Oxford Brookes turns 150


Oxford Brookes University celebrated its 150th anniversary this week. In 1865, the Oxford School of Art was established by John Brookes – thus starting a long journey for the university; from relative obscurity, to the establishment of it’s own identity in the city of dreaming spires. Celebrations were prepared, and on Friday alumni, guests and friends of Oxford Brookes came together to mark the occasion, with local theatre production company Flintlock Theatre putting on a special play, “Educating Oxford”, to celebrate the university’s history.

Other celebrations included an exhibition in the Ashmolean Museum in March, a ‘back in time day,’ and the brewing of a special IPA beer, named after the institution’s former principal and ‘spiritual founder,’ John Henry Brookes. Ed Murray, former graduate, and brewer: “We decided to recreate an authentic 1865 recipe so the beer would reflect what beer tasted like when Oxford Brookes was founded.” Mr. Murray now runs Shotover Brewing Company, in Horspath.
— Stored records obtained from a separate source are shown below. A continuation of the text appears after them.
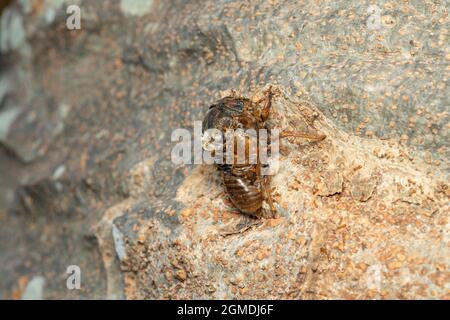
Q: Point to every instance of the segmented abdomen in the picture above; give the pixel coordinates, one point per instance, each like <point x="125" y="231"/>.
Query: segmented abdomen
<point x="243" y="194"/>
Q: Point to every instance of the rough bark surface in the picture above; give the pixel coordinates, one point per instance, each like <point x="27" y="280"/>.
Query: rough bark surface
<point x="86" y="118"/>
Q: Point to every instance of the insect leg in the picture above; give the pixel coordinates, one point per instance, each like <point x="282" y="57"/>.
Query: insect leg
<point x="268" y="194"/>
<point x="267" y="105"/>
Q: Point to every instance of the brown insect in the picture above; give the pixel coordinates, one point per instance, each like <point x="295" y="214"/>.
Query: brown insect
<point x="244" y="184"/>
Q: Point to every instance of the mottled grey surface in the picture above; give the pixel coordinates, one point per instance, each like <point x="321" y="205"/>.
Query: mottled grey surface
<point x="99" y="100"/>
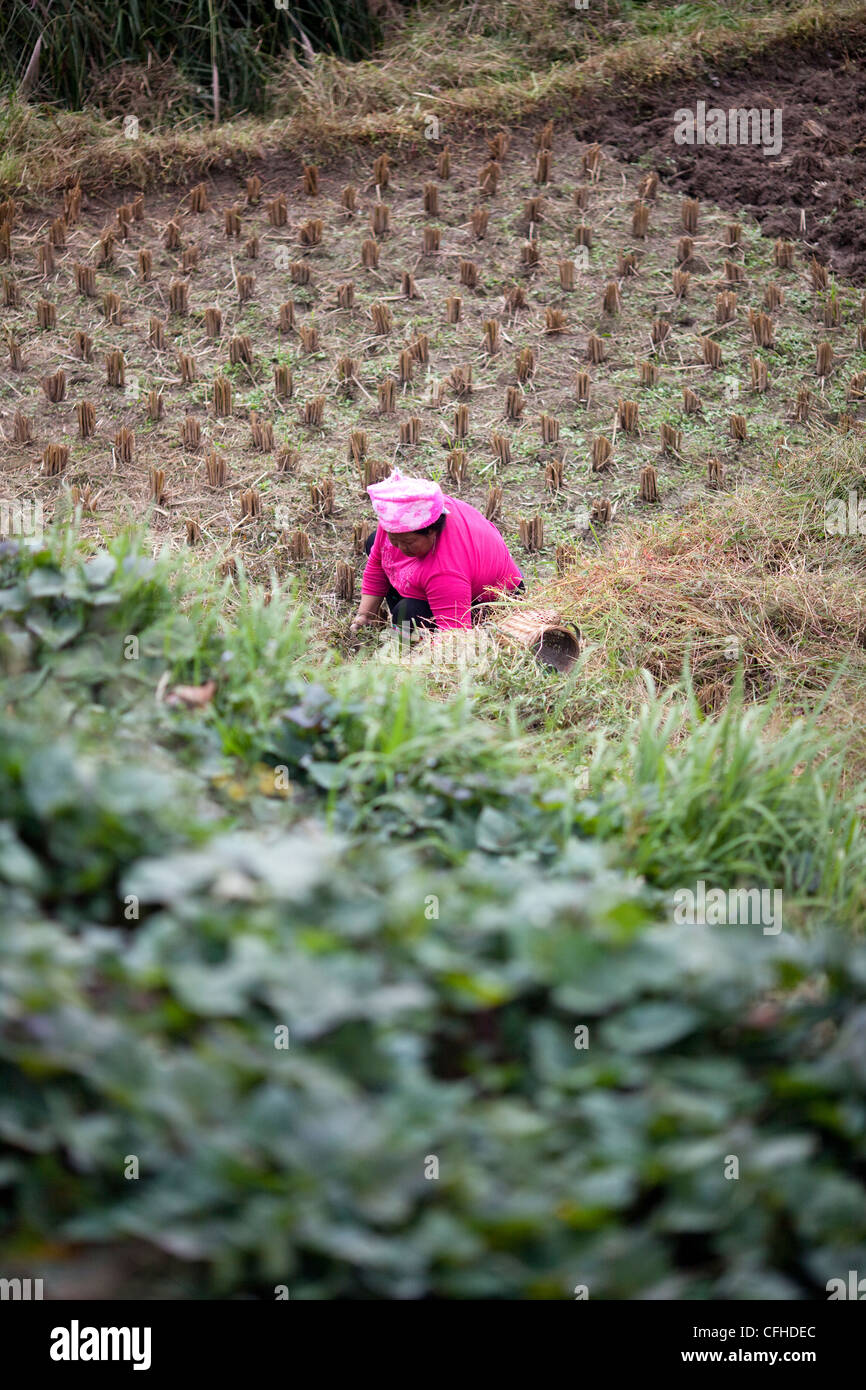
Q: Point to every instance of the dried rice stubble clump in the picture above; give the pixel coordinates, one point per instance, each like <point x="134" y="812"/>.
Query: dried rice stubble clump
<point x="670" y="438"/>
<point x="178" y="296"/>
<point x="223" y="398"/>
<point x="54" y="459"/>
<point x="22" y="428"/>
<point x="549" y="428"/>
<point x="531" y="533"/>
<point x="738" y="430"/>
<point x="640" y="220"/>
<point x="321" y="496"/>
<point x="54" y="387"/>
<point x="85" y="280"/>
<point x="690" y="210"/>
<point x="124" y="445"/>
<point x="456" y="467"/>
<point x="198" y="199"/>
<point x="387" y="396"/>
<point x="15" y="353"/>
<point x="595" y="349"/>
<point x="648" y="484"/>
<point x="191" y="432"/>
<point x="492" y="506"/>
<point x="250" y="505"/>
<point x="410" y="431"/>
<point x="344" y="581"/>
<point x="287" y="459"/>
<point x="759" y="374"/>
<point x="648" y="373"/>
<point x="602" y="453"/>
<point x="502" y="448"/>
<point x="711" y="352"/>
<point x="823" y="359"/>
<point x="681" y="281"/>
<point x="262" y="434"/>
<point x="313" y="413"/>
<point x="762" y="328"/>
<point x="241" y="350"/>
<point x="460" y="423"/>
<point x="284" y="382"/>
<point x="515" y="403"/>
<point x="188" y="367"/>
<point x="85" y="413"/>
<point x="553" y="476"/>
<point x="298" y="545"/>
<point x="216" y="470"/>
<point x="524" y="364"/>
<point x="157" y="487"/>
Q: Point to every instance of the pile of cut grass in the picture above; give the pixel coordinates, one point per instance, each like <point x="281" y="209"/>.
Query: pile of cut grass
<point x="466" y="70"/>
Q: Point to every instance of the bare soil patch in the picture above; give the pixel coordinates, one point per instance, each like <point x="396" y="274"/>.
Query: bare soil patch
<point x="822" y="167"/>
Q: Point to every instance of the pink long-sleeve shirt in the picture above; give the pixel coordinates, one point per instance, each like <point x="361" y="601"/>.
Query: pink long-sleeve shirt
<point x="469" y="560"/>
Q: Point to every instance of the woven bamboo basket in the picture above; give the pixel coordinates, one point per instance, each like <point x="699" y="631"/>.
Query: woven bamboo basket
<point x="546" y="634"/>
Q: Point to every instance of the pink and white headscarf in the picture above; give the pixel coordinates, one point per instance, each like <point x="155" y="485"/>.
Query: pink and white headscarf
<point x="406" y="503"/>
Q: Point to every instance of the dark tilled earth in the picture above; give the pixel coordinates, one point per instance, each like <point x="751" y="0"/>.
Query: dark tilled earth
<point x="820" y="171"/>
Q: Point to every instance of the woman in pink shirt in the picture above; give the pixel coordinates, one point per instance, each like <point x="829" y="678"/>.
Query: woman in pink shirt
<point x="433" y="558"/>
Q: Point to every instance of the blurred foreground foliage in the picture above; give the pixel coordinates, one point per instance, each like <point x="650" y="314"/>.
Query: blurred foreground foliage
<point x="427" y="925"/>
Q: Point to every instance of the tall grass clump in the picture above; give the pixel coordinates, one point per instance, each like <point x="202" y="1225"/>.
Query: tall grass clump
<point x="241" y="42"/>
<point x="731" y="799"/>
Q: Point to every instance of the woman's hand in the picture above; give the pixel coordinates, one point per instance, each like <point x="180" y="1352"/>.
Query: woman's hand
<point x="367" y="612"/>
<point x="362" y="620"/>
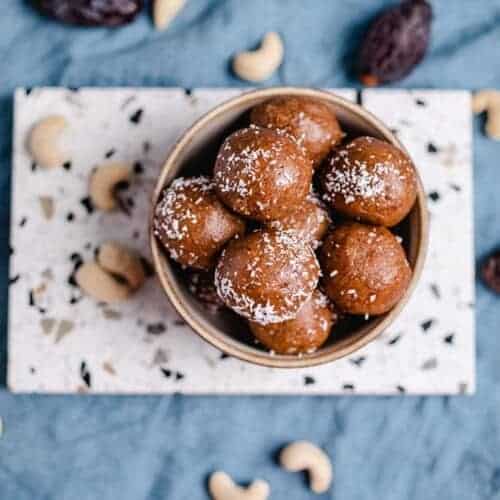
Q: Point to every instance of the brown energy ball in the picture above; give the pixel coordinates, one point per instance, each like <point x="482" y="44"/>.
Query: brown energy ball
<point x="305" y="333"/>
<point x="266" y="276"/>
<point x="261" y="174"/>
<point x="365" y="270"/>
<point x="310" y="122"/>
<point x="309" y="221"/>
<point x="192" y="224"/>
<point x="371" y="181"/>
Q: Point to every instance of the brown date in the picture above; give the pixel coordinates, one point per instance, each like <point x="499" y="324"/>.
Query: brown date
<point x="91" y="12"/>
<point x="395" y="43"/>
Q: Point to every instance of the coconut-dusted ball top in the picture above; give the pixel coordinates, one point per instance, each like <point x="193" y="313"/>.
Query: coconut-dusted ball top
<point x="309" y="221"/>
<point x="365" y="270"/>
<point x="311" y="122"/>
<point x="305" y="333"/>
<point x="267" y="275"/>
<point x="261" y="174"/>
<point x="370" y="180"/>
<point x="192" y="224"/>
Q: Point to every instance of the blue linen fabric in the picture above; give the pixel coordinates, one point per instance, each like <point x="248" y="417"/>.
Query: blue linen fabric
<point x="134" y="448"/>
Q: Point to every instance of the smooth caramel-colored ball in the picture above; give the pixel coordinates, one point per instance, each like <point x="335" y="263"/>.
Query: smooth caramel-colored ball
<point x="261" y="174"/>
<point x="192" y="224"/>
<point x="371" y="181"/>
<point x="311" y="122"/>
<point x="365" y="270"/>
<point x="305" y="333"/>
<point x="267" y="275"/>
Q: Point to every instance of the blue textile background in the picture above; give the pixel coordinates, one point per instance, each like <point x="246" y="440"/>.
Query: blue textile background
<point x="135" y="448"/>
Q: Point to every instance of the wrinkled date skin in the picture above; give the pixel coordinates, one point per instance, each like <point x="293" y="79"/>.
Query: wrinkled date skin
<point x="395" y="43"/>
<point x="91" y="12"/>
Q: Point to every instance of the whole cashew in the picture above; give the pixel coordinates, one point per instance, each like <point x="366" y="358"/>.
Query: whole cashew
<point x="260" y="64"/>
<point x="43" y="142"/>
<point x="99" y="279"/>
<point x="222" y="487"/>
<point x="116" y="259"/>
<point x="303" y="455"/>
<point x="104" y="182"/>
<point x="489" y="101"/>
<point x="164" y="11"/>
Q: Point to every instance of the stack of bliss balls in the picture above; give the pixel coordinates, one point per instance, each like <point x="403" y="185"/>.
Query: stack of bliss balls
<point x="291" y="230"/>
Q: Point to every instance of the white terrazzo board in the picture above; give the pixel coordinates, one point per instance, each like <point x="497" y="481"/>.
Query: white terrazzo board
<point x="429" y="350"/>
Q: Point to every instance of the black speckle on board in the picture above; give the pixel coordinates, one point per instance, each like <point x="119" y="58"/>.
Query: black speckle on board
<point x="87" y="204"/>
<point x="136" y="117"/>
<point x="449" y="339"/>
<point x="85" y="374"/>
<point x="358" y="361"/>
<point x="156" y="328"/>
<point x="435" y="290"/>
<point x="431" y="148"/>
<point x="426" y="325"/>
<point x="434" y="196"/>
<point x="394" y="340"/>
<point x="14" y="279"/>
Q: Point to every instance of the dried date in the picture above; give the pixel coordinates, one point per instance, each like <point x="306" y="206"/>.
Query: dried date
<point x="91" y="12"/>
<point x="395" y="43"/>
Brookes University began as the Oxford School of Art on the ground floor of the Taylor Institution, now home to Oxford University’s library for the study of European Languages. In 1934, the School of Art and the Technical School were merged, and by 1950, the college was renamed ‘Oxford College of Technology.’ The University became Oxford Polytechnic in 1970, seven years after relocating to Headington, before finally becoming Oxford Brookes University in 1992.
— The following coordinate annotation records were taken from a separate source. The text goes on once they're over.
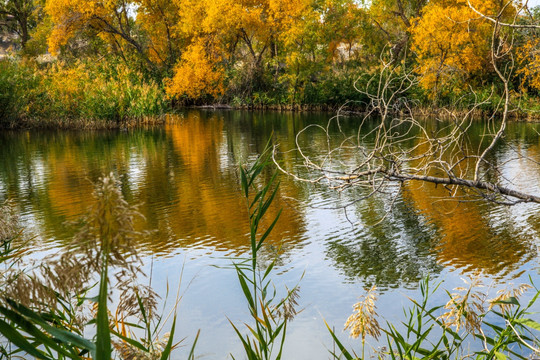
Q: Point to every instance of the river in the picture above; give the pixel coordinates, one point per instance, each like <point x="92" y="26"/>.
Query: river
<point x="184" y="177"/>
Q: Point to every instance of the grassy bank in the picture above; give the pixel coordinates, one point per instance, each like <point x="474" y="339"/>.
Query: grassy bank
<point x="81" y="95"/>
<point x="107" y="95"/>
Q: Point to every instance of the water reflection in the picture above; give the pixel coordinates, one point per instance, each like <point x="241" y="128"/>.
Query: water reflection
<point x="184" y="175"/>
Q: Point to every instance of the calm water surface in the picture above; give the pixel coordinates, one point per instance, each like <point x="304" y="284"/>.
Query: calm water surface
<point x="184" y="176"/>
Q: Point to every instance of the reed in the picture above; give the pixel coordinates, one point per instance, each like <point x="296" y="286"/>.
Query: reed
<point x="45" y="309"/>
<point x="270" y="315"/>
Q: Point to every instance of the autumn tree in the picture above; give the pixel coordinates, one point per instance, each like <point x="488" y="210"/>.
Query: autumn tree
<point x="241" y="33"/>
<point x="453" y="43"/>
<point x="145" y="28"/>
<point x="20" y="17"/>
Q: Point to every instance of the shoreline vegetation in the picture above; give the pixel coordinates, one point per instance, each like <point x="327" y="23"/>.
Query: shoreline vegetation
<point x="82" y="64"/>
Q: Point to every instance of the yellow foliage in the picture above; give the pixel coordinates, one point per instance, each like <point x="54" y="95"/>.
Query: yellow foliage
<point x="528" y="59"/>
<point x="196" y="75"/>
<point x="452" y="42"/>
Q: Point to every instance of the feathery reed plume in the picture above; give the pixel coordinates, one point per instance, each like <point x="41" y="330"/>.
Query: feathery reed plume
<point x="287" y="310"/>
<point x="107" y="233"/>
<point x="466" y="307"/>
<point x="364" y="319"/>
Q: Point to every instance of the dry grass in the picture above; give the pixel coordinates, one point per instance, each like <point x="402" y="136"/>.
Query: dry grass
<point x="364" y="319"/>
Brookes’ oldest surviving alumni Phyllis Timbs and Doris Simms, both 96, were among those commemorating the occasion on Friday. The pair were pre-war classmates at the Oxford School of Technology, Art and Commerce – another incarnation of what would become Oxford Brookes – in 1935.

Chancellor Katherine Grainger and Vice-Chancellor Alistair Fitt were on hand to greet the esteemed guests. Mr Fitt said: “The event marks a significant day in Oxford Brookes’ history. I am particularly pleased we are able to celebrate our anniversary in the very building where it all began 150 years ago in the Taylor Institution.”
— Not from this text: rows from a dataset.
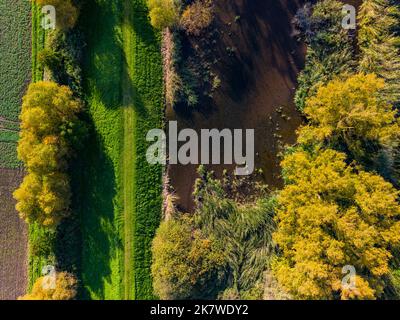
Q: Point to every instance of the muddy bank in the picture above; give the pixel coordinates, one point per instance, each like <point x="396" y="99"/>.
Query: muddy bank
<point x="258" y="85"/>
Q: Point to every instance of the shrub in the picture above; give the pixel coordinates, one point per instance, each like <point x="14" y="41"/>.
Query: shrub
<point x="65" y="288"/>
<point x="197" y="17"/>
<point x="379" y="44"/>
<point x="48" y="123"/>
<point x="49" y="58"/>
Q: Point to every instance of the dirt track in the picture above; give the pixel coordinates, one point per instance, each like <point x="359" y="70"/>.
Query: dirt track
<point x="258" y="79"/>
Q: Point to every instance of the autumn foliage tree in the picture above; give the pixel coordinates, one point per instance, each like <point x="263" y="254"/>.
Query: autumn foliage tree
<point x="197" y="17"/>
<point x="66" y="13"/>
<point x="380" y="45"/>
<point x="49" y="123"/>
<point x="163" y="13"/>
<point x="65" y="288"/>
<point x="331" y="215"/>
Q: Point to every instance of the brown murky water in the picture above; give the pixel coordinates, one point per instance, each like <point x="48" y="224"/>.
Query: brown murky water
<point x="258" y="85"/>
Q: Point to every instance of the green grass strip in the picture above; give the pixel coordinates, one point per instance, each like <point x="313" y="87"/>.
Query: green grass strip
<point x="120" y="202"/>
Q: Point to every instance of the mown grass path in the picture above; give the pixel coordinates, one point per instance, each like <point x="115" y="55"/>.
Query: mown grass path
<point x="120" y="193"/>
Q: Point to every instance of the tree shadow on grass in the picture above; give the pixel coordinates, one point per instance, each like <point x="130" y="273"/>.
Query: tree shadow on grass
<point x="95" y="185"/>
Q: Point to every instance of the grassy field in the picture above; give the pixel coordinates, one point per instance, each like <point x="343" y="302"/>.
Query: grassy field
<point x="36" y="263"/>
<point x="13" y="239"/>
<point x="15" y="73"/>
<point x="119" y="194"/>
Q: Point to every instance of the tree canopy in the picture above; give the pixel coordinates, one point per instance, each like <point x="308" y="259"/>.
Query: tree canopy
<point x="48" y="123"/>
<point x="331" y="215"/>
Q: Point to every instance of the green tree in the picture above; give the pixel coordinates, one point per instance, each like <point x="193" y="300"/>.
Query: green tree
<point x="329" y="47"/>
<point x="65" y="288"/>
<point x="49" y="122"/>
<point x="380" y="45"/>
<point x="163" y="13"/>
<point x="66" y="13"/>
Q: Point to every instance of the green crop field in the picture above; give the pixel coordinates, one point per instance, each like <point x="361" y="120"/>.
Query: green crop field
<point x="119" y="193"/>
<point x="15" y="67"/>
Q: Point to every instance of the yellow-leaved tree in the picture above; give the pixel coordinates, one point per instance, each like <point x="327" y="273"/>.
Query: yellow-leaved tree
<point x="331" y="215"/>
<point x="64" y="288"/>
Oxford University has since had a long history with Brookes, with a tradition of sporting rivalries, access of the University of Oxford’s libraries for Brookes’ students, and an acceptance of Brookes students into the Oxford Union. Rising from its modest beginnings in central Oxford, the University now sits at 35th on the Guardian University League Table, with top level courses in architecture and history.